Sollten Ihre Augen, zuweilen müde, den Himmel zu betrachten, versucht sein, wieder auf die Erde herabzusteigen, so finden Sie um sich her zwölf Burschen, die Sie leicht und durch ihren Anblick allein vom Idealen zur Wirklichkeit zurückführen werden.

Es versteht sich von selbst, daß Sie vor ihnen weder Ihre Juwelen noch Ihr Geld zeigen dürfen.

Das Fleisch ist schwach, wie Sie wissen, und da ein altes Sprichwort sagt, man solle Gott nicht versuchen, darf man noch viel weniger den Menschen versuchen, besonders wenn dieser Mensch schon einmal der Versuchung erlegen ist.

Ganz der Ihre«

Ich rief Jadin und teilte ihm unser Glück mit. Zu meinem großen Erstaunen nahm er die Kunde nicht mit der Begeisterung auf, die ich erwartet hatte; die Gesellschaft, in der wir leben sollten, kam ihm ein wenig gemischt vor.

Da er jedoch nach einem flüchtigen Blick, den er auf unsere Mannschaft geworfen hatte, unter den roten Mützen, mit denen sie geschmückt waren, einige charakteristische Köpfe bemerkte, faßte er philosophisch seinen Entschluß, gab unseren neuen Dienern durch ein Zeichen zu verstehen, sie sollten sich nicht rühren, trug einen Stuhl zum Strand, nahm Papier und Kohle und begann eine Skizze von der Barke und ihrer furchtbaren Mannschaft.

Diese zwölf Männer, die hier ruhig, sanft und gehorsam unserer Befehle harrten und ihnen zuvorzukommen suchten, hatten in der Tat jeder ein Verbrechen begangen:

Die einen waren Diebe, die anderen waren Brandstifter, die dritten waren Mörder.

Die menschliche Gerechtigkeit hatte sich ihrer bemächtigt; es waren ihrer Ehre benommene, gebrandmarkte, von der Welt abgeschnittene Wesen. Es waren keine Menschen mehr, sondern Dinge; sie hatten keine Namen mehr, es waren Nummern. Vereinigt bildeten sie eine Gesamtheit; diese Gesamtheit war das schändliche Ding, das man Bagno nennt.

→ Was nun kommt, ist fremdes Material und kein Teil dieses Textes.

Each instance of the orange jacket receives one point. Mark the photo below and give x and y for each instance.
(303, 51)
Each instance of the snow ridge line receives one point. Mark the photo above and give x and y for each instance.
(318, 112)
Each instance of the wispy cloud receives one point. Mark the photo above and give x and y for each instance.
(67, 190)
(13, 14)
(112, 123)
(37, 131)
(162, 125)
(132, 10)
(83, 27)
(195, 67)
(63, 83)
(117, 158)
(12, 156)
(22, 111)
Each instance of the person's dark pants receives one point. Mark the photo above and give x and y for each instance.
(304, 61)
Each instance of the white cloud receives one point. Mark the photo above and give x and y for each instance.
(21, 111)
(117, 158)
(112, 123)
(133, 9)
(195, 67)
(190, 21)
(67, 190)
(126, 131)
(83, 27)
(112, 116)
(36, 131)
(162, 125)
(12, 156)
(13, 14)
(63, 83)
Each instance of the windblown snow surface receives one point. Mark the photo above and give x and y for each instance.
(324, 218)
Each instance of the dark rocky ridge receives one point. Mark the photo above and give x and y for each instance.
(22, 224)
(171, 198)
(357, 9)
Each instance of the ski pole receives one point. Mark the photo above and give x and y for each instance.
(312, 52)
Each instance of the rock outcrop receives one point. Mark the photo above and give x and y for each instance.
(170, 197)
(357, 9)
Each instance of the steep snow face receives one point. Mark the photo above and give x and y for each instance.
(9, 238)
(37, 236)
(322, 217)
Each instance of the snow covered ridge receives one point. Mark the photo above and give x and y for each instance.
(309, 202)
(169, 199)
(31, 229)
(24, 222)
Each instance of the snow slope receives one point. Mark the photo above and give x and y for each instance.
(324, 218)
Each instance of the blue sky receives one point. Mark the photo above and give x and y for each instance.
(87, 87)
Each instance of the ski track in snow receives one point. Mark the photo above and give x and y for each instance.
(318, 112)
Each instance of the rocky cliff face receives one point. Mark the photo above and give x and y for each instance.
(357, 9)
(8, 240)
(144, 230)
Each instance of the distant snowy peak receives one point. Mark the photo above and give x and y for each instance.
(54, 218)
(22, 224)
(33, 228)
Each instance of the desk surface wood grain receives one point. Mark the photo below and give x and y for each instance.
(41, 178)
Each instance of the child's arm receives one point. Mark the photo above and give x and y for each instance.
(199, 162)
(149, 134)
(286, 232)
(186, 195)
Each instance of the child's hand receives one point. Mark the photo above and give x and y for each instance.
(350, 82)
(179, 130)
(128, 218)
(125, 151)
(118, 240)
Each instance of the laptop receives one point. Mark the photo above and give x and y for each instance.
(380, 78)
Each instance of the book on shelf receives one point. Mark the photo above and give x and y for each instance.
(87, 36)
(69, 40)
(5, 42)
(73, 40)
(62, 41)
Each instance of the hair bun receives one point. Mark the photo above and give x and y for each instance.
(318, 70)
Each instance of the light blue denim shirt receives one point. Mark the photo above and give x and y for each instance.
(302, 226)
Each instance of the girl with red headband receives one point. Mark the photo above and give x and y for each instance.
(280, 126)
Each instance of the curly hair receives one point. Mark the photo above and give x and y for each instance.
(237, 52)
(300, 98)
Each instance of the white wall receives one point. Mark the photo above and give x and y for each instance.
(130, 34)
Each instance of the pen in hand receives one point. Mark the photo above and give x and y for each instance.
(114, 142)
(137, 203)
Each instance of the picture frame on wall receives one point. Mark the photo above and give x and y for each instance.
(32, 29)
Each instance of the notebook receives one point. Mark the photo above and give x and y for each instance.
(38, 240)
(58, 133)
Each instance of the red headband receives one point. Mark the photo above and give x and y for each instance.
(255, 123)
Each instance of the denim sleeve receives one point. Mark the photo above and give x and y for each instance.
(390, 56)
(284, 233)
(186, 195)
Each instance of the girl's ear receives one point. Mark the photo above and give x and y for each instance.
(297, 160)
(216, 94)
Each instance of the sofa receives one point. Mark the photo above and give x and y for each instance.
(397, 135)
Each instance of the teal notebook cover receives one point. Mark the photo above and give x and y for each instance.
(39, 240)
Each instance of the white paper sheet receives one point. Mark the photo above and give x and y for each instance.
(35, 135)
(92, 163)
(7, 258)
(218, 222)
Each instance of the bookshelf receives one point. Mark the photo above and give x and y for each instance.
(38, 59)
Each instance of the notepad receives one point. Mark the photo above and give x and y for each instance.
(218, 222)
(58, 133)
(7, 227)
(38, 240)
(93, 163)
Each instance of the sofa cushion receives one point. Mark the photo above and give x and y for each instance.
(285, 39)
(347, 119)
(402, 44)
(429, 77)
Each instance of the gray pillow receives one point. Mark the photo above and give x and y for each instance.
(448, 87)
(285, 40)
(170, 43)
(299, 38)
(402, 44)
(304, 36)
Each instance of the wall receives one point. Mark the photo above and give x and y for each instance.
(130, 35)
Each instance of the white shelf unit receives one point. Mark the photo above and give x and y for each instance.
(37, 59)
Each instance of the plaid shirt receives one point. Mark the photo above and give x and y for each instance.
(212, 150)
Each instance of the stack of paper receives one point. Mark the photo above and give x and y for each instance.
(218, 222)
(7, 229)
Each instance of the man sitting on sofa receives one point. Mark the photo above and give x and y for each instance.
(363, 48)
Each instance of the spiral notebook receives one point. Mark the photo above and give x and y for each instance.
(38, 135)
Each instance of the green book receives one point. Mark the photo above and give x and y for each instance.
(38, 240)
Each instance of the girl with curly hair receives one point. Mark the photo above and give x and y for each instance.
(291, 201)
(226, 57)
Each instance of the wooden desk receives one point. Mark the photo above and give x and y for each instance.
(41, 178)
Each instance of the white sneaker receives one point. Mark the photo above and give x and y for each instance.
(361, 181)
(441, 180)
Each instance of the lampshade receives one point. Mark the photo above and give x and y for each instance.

Der Hafenkommandant hatte mir offenbar ein seltsames Geschenk gemacht.

Und dennoch war es mir nicht unangenehm, diese Menschen von nahem zu sehen, Menschen, deren Titel allein, in einem Salon ausgesprochen, Schrecken verbreitet.

Ich näherte mich ihnen, sie standen auf und nahmen ihre Mützen ab.

»Meine Freunde«, sagte ich, »ihr wißt, daß euch der Hafenkommandant für die ganze Zeit, die ich in Toulon bleiben werde, zu meiner Verfügung gestellt hat?«

Keiner von ihnen antwortete, weder durch ein Wort noch durch eine Gebärde. »Ich hoffe, ich werde mit euch zufrieden sein«, fuhr ich fort, »ihr aber, seid unbesorgt, werdet auch mit mir zufrieden sein.«

Dasselbe Stillschweigen.

Ich begriff, daß dies eine Sache der Disziplin war.

Ich holte einige Geldstücke aus der Tasche und bot sie ihnen mit der Bemerkung an, sie möchten damit auf meine Gesundheit trinken, doch nicht eine Hand streckte sich aus, um sie zu nehmen.

»Es ist ihnen verboten, etwas anzunehmen«, sagte der Aufseher.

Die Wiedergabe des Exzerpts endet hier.